You can clone with
I noticed that one of my builds failed because git timed out while cloning: http://travis-ci.org/#!/charliesome/twostroke/jobs/566176
If a git clone fails, it should retry rather than failing on the spot.
I agree with you, the problem is if we retry straight away the problem might happen again and again and again .....
We need to put it in a queue to then be retried after 10 min, and failing on the third retry.
If you want to help out with this feature, which will involves changes in multiple places of the code, let us know :)
I might try and give this a crack tomorrow
I am curious if git clone exits with different codes for different failures. For example, if the repo does not exist, retrying makes no sense.

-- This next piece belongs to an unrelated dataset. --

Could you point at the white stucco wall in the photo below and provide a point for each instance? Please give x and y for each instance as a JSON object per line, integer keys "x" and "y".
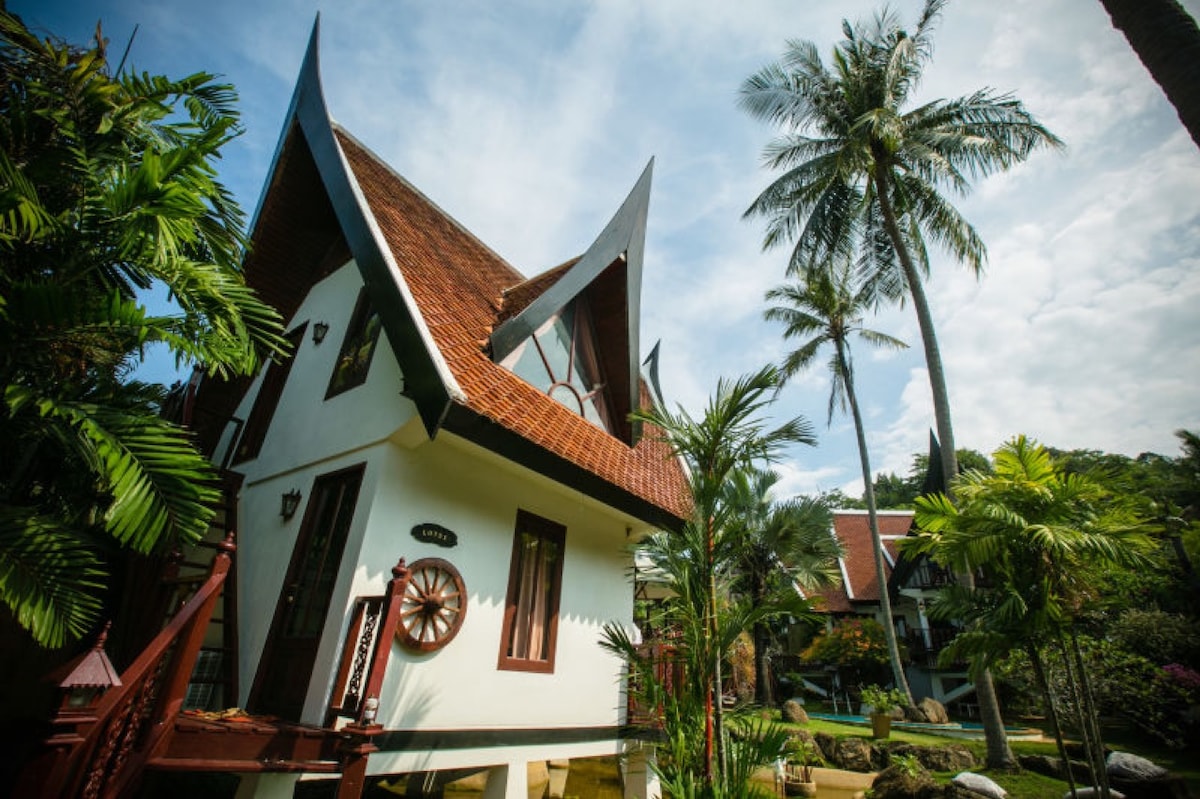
{"x": 411, "y": 480}
{"x": 477, "y": 494}
{"x": 307, "y": 427}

I am afraid it will never work very well but if we can separate clone failure detection from actual builders and make it possible to test it in isolation by passing in exit code and output, maybe we can try. Output streaming the way it is done today does not make that easy, though, and I am not sure I want to add special cases to the streaming code path.
While I haven't looked at the code, it seems like there's the one shell script that is run, and the output is streamed back to the client (is this right?)
Why not break it up a little bit so the git clone is done and checked before running the rest?
@charliesome that is incorrect. Every operation in the build lifecycle is executed separately in a stateful SSH session and we stream output to our log collector as described in the Technical Overview.
So some problems are
Overall, I find this issue not worth the effort at this point. There are plenty other things we can put our time into. Solving even the 80% cases is challenging, requires changes to 2 applications and likely introducing new message types.
The easiest solution I see is to add a new final state to all builds (something like "technical issues") and instead of marking the build as failed, we can mark it as having technical issues. This way even though there will be minor changes to all 3 apps and one new message type, we can easily make builds with technical issues not affect build status image.
Retries need to be designed first.
@michaelklishin That seems like a good solution. Most projects move fast enough that retrying a build isn't really worth it, but it's annoying that it shows up as a broken build if something like this happens.
What about allowing a user to manually have travis retry the pull after some hard time limit (i.e. don't let the user try to re-pull the repository to travis within 30 seconds).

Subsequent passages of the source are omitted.